L) Tinkering with the current Health Sector Reform models will simply not do. This is the sad reality. Precious time is likely to be lost only to see the problems of inequity and inequality worsen…and what is inequitable today will be inhuman tomorrow.
So what would be more effective and sustainable?
a) First, it is not for us in this distinguished readership to come up with the responses.
b) For once, it would be best to ask the claim holders directly to respond to this question rather than coming up with some technical responses from above.
c) A bottom-centered approach calls for a radical change in our priorities and our modus operandus: The locus of control has to shift to the claim holders.
d) The bottom line is that –together with them– we need to articulate a more sustainable Equality-Oriented Health Sector Reform.
There is no such a thing as ‘lack of political will”. What there is, is a laissez-faire, the manifestation of a choice made, i.e., a choice not to exercise a will!
Contradictions between ministries of health and the people they say they serve have not changed a bit with the (often foreign-driven) Health Sector Reforms as applied in many countries worldwide.
Who wins/who loses?

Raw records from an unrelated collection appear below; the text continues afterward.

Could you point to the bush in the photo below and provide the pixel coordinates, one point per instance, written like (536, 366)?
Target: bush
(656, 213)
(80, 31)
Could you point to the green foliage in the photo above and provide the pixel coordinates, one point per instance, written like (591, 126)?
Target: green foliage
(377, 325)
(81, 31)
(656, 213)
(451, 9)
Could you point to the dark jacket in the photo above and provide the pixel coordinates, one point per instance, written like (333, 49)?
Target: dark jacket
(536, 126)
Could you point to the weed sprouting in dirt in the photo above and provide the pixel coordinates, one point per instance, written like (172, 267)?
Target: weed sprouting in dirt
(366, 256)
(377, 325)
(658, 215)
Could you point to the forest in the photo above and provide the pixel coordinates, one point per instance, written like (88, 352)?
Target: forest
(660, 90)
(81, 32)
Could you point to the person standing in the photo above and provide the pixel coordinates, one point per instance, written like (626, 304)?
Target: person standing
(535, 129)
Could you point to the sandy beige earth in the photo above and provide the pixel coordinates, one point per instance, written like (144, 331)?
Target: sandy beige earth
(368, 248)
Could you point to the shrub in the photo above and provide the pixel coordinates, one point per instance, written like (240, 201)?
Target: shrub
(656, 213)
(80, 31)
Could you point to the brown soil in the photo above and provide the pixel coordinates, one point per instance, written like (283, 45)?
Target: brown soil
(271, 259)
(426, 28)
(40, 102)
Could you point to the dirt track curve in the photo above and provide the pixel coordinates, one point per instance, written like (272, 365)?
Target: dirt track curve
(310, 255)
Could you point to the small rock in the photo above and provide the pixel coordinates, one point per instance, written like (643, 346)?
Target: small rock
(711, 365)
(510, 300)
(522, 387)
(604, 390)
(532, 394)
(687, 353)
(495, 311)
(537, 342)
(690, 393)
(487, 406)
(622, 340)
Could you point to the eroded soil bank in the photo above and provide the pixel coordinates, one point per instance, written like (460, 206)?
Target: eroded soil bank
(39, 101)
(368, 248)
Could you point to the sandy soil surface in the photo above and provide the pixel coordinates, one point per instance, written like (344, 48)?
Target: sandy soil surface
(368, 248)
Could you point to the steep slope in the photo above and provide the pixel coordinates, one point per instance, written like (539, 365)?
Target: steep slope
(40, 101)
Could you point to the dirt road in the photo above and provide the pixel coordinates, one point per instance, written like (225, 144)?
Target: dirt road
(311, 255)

What is won or lost? How? Through what mechanisms? and Why? –these are the kind of questions we are not asking.
We need to get involved with claim holders in consciousness raising, in Human Rights Learning activities that increase their human rights and their political awareness of why their situation is where it is.
In short, what is needed now is a start-over, a global movement, a grassroots revolution around the human right to health.